In our passions, we seem sometimes unable to distinguish between “church and state” – that is, between our constitutional freedom of religion and fictional rights to extend that freedom to the privilege of deciding what laws we will disobey. I have seen defenses of such exercises of conscience make appeal to the example of the German Confessing Church’s civil disobedience in Nazi Germany. To call such appeals overreach would be understatement.

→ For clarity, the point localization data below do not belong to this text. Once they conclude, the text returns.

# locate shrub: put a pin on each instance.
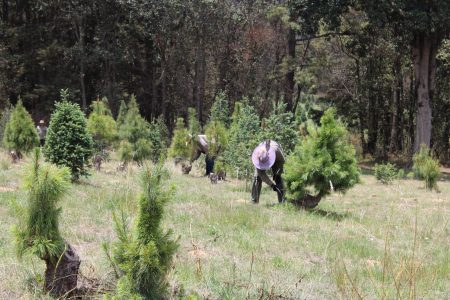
(180, 146)
(144, 256)
(219, 110)
(426, 168)
(136, 131)
(20, 133)
(385, 173)
(101, 125)
(280, 126)
(68, 143)
(38, 233)
(324, 160)
(243, 138)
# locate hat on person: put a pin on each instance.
(263, 157)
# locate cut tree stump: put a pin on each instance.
(61, 275)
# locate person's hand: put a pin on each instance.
(276, 189)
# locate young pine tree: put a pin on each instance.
(180, 146)
(20, 133)
(219, 110)
(5, 115)
(323, 160)
(38, 233)
(426, 168)
(144, 256)
(280, 126)
(243, 138)
(101, 125)
(68, 142)
(121, 115)
(135, 131)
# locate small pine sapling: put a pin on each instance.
(20, 134)
(143, 257)
(321, 162)
(38, 232)
(426, 168)
(68, 141)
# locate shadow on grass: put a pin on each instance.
(332, 215)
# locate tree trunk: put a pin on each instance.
(424, 54)
(395, 105)
(61, 275)
(289, 78)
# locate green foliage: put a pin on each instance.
(194, 125)
(144, 256)
(217, 136)
(385, 173)
(68, 142)
(219, 110)
(121, 115)
(243, 138)
(323, 159)
(20, 133)
(38, 229)
(180, 146)
(101, 125)
(137, 132)
(280, 126)
(4, 119)
(426, 168)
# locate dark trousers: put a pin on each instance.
(257, 184)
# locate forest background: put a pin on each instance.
(385, 67)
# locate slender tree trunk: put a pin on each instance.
(199, 80)
(424, 55)
(289, 77)
(395, 105)
(61, 274)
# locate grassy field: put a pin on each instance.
(375, 242)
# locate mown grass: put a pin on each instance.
(375, 242)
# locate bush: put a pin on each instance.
(323, 160)
(385, 173)
(144, 256)
(20, 133)
(280, 126)
(426, 168)
(136, 131)
(243, 138)
(101, 125)
(38, 232)
(219, 110)
(180, 146)
(68, 143)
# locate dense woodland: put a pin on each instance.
(385, 65)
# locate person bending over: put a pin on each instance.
(268, 155)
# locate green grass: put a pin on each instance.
(232, 249)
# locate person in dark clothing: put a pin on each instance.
(268, 155)
(202, 147)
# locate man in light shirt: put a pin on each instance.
(268, 155)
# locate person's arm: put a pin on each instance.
(263, 175)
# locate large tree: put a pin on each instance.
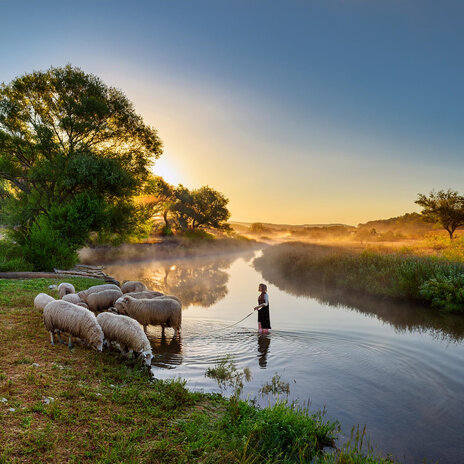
(445, 208)
(74, 153)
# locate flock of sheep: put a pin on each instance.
(106, 313)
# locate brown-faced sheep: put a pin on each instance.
(127, 332)
(146, 295)
(41, 300)
(158, 311)
(103, 300)
(65, 288)
(62, 316)
(133, 286)
(95, 289)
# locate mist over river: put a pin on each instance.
(394, 367)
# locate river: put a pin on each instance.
(396, 368)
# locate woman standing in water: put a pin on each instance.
(264, 321)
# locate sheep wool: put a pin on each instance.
(62, 316)
(41, 300)
(103, 300)
(72, 298)
(65, 288)
(127, 332)
(95, 289)
(147, 294)
(133, 286)
(158, 311)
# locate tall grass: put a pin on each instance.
(432, 280)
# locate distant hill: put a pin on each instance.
(408, 223)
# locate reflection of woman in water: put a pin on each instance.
(264, 321)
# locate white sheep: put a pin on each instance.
(127, 332)
(72, 298)
(65, 288)
(41, 300)
(158, 311)
(95, 289)
(62, 316)
(147, 295)
(99, 301)
(133, 286)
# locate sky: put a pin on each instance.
(299, 112)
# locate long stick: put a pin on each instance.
(248, 315)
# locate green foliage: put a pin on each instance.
(445, 291)
(444, 208)
(74, 150)
(395, 275)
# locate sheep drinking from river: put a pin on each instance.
(95, 289)
(41, 300)
(127, 332)
(158, 311)
(146, 295)
(133, 286)
(65, 289)
(103, 300)
(62, 316)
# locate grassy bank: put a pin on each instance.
(81, 406)
(432, 280)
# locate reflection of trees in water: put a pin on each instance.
(404, 316)
(197, 282)
(167, 351)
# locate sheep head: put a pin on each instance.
(120, 305)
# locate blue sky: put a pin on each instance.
(299, 112)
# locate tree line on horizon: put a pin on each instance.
(75, 161)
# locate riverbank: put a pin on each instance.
(83, 406)
(434, 281)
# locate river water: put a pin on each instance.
(396, 368)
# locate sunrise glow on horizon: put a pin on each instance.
(293, 123)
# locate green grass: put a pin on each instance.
(429, 279)
(82, 406)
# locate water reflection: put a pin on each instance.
(197, 282)
(264, 342)
(404, 316)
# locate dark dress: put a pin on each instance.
(263, 313)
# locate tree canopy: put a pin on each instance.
(73, 154)
(443, 207)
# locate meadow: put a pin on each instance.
(82, 406)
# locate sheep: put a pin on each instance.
(103, 300)
(95, 289)
(41, 300)
(72, 298)
(127, 332)
(147, 295)
(65, 288)
(158, 311)
(133, 286)
(62, 316)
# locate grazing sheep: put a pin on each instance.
(103, 300)
(158, 311)
(146, 295)
(62, 316)
(65, 288)
(127, 332)
(72, 298)
(95, 289)
(41, 300)
(133, 286)
(172, 297)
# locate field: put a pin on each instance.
(59, 405)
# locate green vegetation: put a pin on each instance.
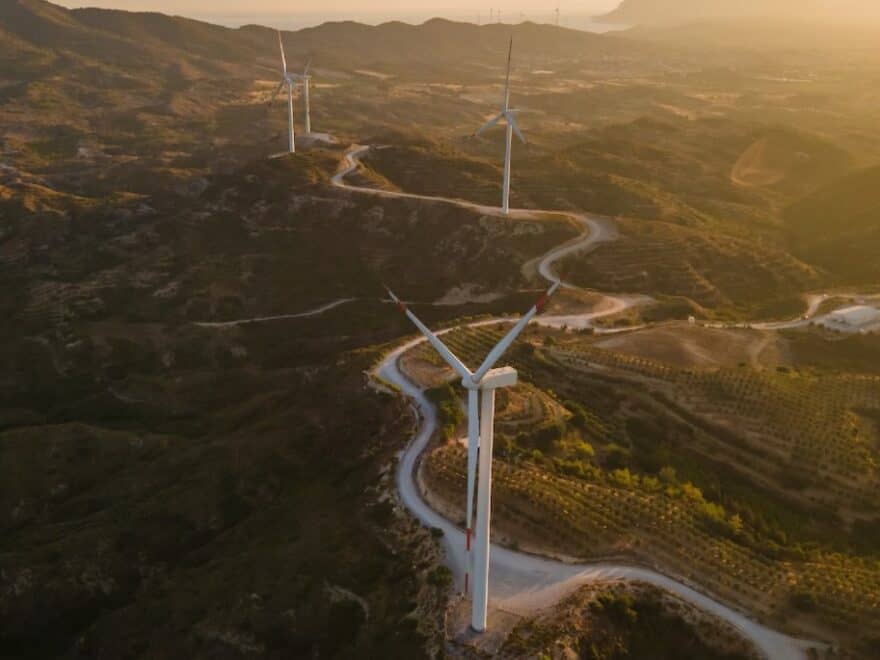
(851, 206)
(666, 479)
(613, 621)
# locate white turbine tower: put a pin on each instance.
(480, 385)
(509, 116)
(288, 79)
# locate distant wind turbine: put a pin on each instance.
(305, 79)
(509, 116)
(288, 79)
(480, 384)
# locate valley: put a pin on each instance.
(217, 437)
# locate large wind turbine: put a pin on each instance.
(481, 434)
(288, 79)
(304, 78)
(509, 116)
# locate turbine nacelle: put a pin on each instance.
(507, 114)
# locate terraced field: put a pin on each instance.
(713, 270)
(806, 424)
(570, 501)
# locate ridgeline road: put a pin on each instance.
(522, 582)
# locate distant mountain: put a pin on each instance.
(35, 33)
(666, 12)
(838, 227)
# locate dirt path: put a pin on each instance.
(521, 582)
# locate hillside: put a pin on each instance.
(838, 227)
(51, 35)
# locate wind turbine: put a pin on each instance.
(305, 79)
(288, 79)
(480, 385)
(509, 116)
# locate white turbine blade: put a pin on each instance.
(496, 353)
(507, 80)
(511, 119)
(277, 92)
(281, 46)
(438, 345)
(485, 127)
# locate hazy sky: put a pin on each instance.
(341, 6)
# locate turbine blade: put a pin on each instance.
(492, 122)
(496, 353)
(275, 95)
(507, 80)
(281, 46)
(438, 345)
(511, 119)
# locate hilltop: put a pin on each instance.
(40, 36)
(838, 227)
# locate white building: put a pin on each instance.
(859, 318)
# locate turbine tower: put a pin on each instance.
(509, 116)
(289, 80)
(480, 385)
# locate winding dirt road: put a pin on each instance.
(521, 582)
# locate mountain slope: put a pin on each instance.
(149, 40)
(640, 12)
(838, 227)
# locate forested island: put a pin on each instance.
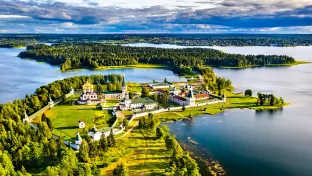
(73, 56)
(15, 42)
(280, 40)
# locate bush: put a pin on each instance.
(248, 92)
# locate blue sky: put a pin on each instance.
(157, 16)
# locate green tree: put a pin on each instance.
(95, 170)
(125, 122)
(120, 170)
(83, 153)
(131, 95)
(111, 139)
(103, 144)
(282, 101)
(248, 92)
(160, 133)
(145, 92)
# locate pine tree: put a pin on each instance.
(120, 170)
(111, 139)
(83, 154)
(183, 107)
(103, 144)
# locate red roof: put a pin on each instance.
(160, 90)
(180, 98)
(201, 95)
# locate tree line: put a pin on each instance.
(23, 148)
(280, 40)
(92, 55)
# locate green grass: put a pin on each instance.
(134, 87)
(111, 102)
(233, 101)
(65, 118)
(127, 113)
(148, 156)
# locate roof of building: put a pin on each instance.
(124, 99)
(142, 100)
(78, 138)
(112, 92)
(161, 90)
(180, 98)
(201, 95)
(160, 84)
(94, 129)
(123, 80)
(190, 94)
(87, 85)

There is such a thing in Christian tradition as status confessionis (Latin for a confessional situation in which faith must take a stand), but that designation of an extreme situation in which the Christian may be called upon to lay down freedom or even life is easily exploited and trivialized. One of the German confessing Christians, Martin Niemöller, titled a book of his sermons, Christus ist mein Führer (Christ is my Leader), thereby declaring boldly and dangerously that Hitler (Germany’s “Führer”) was not his leader and could not be. For that confessional stand, Niemöller spent seven years in Dachau. His situation differs markedly from that of a business person seeking legal license to discriminate against customers.

For a thoughtful treatment of the matter of confessional situations and stands, I suggest Robert McAfee Brown’s book, Saying Yes and Saying No, subtitled, On Rendering to God and Caesar.

As Christians, we need to distinguish between our rights and the waning privilege we have enjoyed as the dominant religion in the United States, which constitutionally may have no established American religion. I see no way in which the phrase “Christian rights” can make legal sense in our nation because we have no special legal rights as Christians the rest of our fellow citizens lack; neither have we, because we are Christian, been denied rights our fellow citizens enjoy.

We need also to make distinctions required by Christ’s call to follow him in his way of self-denial and humble service. Prestige as Christians is not our right. Power as Christians is not our right. We are not even to want to be the privileged people or the privileged religion in American society. We are called by Jesus the Christ to follow him in his way of doing justice in our own affairs and making justice happen in society for people denied it, choosing steadfast love and kindness, and walking humbly with our God.